Re: CXL Boot to Bash - Section 2a (Drivers): CXL Decoder Programming

"Zhijian Li (Fujitsu)" <lizhijian@xxxxxxxxxxx> · Fri, 7 Mar 2025 00:57:18 +0000

Hey Gregory,

Thank you so much for your detailed introduction to the entire CXL
software ecosystem, which I have thoroughly read. You are truly excellent.

On 07/03/2025 07:56, Gregory Price wrote:
> I decided to dig into decoder programming as as an addendum to the
> Driver section - where I said I *wouldn't* do this. It's important
> though, when discussing interleave.
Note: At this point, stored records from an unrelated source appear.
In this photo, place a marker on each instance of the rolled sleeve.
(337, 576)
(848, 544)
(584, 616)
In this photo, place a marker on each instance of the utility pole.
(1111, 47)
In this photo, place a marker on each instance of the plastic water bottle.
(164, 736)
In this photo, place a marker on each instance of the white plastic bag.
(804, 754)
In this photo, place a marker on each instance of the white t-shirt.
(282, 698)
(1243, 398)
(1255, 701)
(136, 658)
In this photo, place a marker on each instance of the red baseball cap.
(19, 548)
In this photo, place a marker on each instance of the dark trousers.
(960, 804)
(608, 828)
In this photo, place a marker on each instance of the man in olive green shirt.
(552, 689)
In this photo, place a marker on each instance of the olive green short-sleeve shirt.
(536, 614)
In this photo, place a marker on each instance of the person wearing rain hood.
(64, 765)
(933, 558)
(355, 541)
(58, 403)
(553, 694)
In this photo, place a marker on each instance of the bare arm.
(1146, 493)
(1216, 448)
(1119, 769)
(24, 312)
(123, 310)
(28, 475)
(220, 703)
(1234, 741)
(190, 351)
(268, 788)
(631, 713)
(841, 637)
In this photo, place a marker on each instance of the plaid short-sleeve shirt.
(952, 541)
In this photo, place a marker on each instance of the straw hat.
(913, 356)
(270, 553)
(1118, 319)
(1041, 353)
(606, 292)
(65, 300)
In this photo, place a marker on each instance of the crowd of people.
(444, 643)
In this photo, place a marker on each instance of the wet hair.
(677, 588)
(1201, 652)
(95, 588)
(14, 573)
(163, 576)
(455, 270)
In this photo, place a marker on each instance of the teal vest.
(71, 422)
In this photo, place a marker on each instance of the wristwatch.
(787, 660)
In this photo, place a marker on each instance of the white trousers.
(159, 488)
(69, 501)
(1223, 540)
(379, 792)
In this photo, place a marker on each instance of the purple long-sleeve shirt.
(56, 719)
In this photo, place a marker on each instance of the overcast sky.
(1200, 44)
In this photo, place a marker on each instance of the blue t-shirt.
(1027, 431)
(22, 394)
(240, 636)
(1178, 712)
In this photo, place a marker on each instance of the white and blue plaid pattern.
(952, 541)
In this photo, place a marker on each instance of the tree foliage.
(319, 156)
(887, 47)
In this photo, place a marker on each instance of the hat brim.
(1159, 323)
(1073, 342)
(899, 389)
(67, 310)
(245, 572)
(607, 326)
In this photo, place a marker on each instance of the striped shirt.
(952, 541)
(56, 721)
So alas, we should at least have
> some base understanding of what the heck decoders are actually doing.
> 
> This is not a regutitation of the spec, you can think of it closer to
> a "Theory of Operation" or whatever.  I will show discrete examples of
> how ACPI tables, system memory map, and decoders relate.
> 
> ----------------------------------------
> Definitions: Addresses and HDM Decoders.
> ----------------------------------------
> 
> An HDM Decoder can be thought shorthand as a "routing" mechanism,
> where the a Physical Address is used to determine one of:
> 
>    1) Fabric routing (i.e. which pipe to send a request down)
>    2) Address translation (Host to Device Physical Address)
> 
> In section 2, I referenced a simple device-to-decoder mapping:
> 
>      root    ---  decoder0.0   -- Root Port Decoder
>       |               |
>     port1    ---  decoder1.0   -- Host Bridge Decoder
>       |               |
>    endpoint0 ---  decoder2.0   -- Endpoint Decoder

Here, I noticed something that differs slightly from my understanding:
"root --- decoder0.0 -- Root Port Decoder."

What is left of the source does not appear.